We do not define ourselves by these purchases. Instead we seek the lowest total cost to ourselves. Note that this does not necessarily mean cheap. There are multiple sources of cost:
- Time – make it quicker
- Simpler – make it easier to do
- Cheaper – make it cost less
The basic strategy is to make sure the product is “good enough” to meet the needs of the buyer and then drive one or more of the costs down.
Mass market leaders like Walmart are masters of this. In fact this is a particularly good strategy for reaching large markets. The downside is that with a near commodity product and constant pressure to be faster, easier, cheaper, margins are low. In addition, there is little reason for a customer to remain loyal if you fail to remain in front of the High Convenience race.

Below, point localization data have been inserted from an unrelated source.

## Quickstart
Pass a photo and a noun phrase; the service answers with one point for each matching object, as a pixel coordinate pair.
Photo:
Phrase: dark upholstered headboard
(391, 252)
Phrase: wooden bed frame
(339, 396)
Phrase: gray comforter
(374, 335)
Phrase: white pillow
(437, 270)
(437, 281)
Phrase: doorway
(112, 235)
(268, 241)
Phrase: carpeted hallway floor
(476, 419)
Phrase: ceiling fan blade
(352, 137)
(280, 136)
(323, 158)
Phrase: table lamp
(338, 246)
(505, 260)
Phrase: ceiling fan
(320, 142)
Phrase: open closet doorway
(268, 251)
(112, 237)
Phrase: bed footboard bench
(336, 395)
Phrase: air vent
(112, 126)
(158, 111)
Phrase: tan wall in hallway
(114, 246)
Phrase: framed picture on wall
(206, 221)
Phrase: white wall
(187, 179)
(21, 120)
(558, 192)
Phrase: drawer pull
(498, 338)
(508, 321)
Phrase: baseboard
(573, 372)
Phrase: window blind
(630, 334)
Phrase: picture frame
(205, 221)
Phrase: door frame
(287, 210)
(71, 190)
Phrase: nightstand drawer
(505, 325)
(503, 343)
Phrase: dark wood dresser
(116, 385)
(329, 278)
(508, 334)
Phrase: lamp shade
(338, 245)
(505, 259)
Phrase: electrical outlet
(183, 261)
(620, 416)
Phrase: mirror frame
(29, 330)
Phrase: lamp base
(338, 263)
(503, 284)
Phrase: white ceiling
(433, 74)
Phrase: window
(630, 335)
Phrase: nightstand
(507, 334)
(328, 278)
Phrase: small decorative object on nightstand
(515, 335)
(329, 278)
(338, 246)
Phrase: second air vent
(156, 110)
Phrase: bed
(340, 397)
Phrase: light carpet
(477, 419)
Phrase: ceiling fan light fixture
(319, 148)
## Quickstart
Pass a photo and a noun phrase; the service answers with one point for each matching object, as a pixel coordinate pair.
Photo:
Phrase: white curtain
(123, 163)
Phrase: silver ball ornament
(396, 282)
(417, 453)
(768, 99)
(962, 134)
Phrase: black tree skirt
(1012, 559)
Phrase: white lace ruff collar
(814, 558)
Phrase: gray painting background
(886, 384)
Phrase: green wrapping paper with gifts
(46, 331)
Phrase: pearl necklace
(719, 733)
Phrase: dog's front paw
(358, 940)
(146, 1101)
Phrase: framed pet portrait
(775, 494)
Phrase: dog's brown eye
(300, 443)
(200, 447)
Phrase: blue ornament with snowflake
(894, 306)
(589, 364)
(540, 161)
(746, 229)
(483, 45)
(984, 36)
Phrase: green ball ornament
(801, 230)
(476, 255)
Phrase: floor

Avoid the temptation to capture the High Convenience position in a market while also seeking a premium marketing position. The “Fidelity – Convenience Tradeoff” claims that “High Fidelity” products cannot be combined with a “High Convenience” strategy without the danger of slipping into an unexceptional “Mushy Middle”
Compete in large mass markets by offering an acceptable product with exceptional convenienc.
A Good Read
Multiple authors make this point. My favorite is “Trade Off – Why some things catch on, and other don’t” by Kevin Maney. Xxxx in “Treasure Hunt” sings the praises of low cost, bare bones, retailing as a viable and important market strategy.
- Is my product/service really … really … really Accessible? Simple? Cheap?
- Who finds this product/service good enough? Do they feel the convenience?
- What can be done to make the product / service more accessible / simpler / cheaper?
- Can we sustain this position? Will others eventually have a strategic advantage in scale or market power that makes their product more accessible / simpler / cheaper?
- Are proposed ideas for the service driving forward Convenience or being distracted by trying to add “Excess Value”?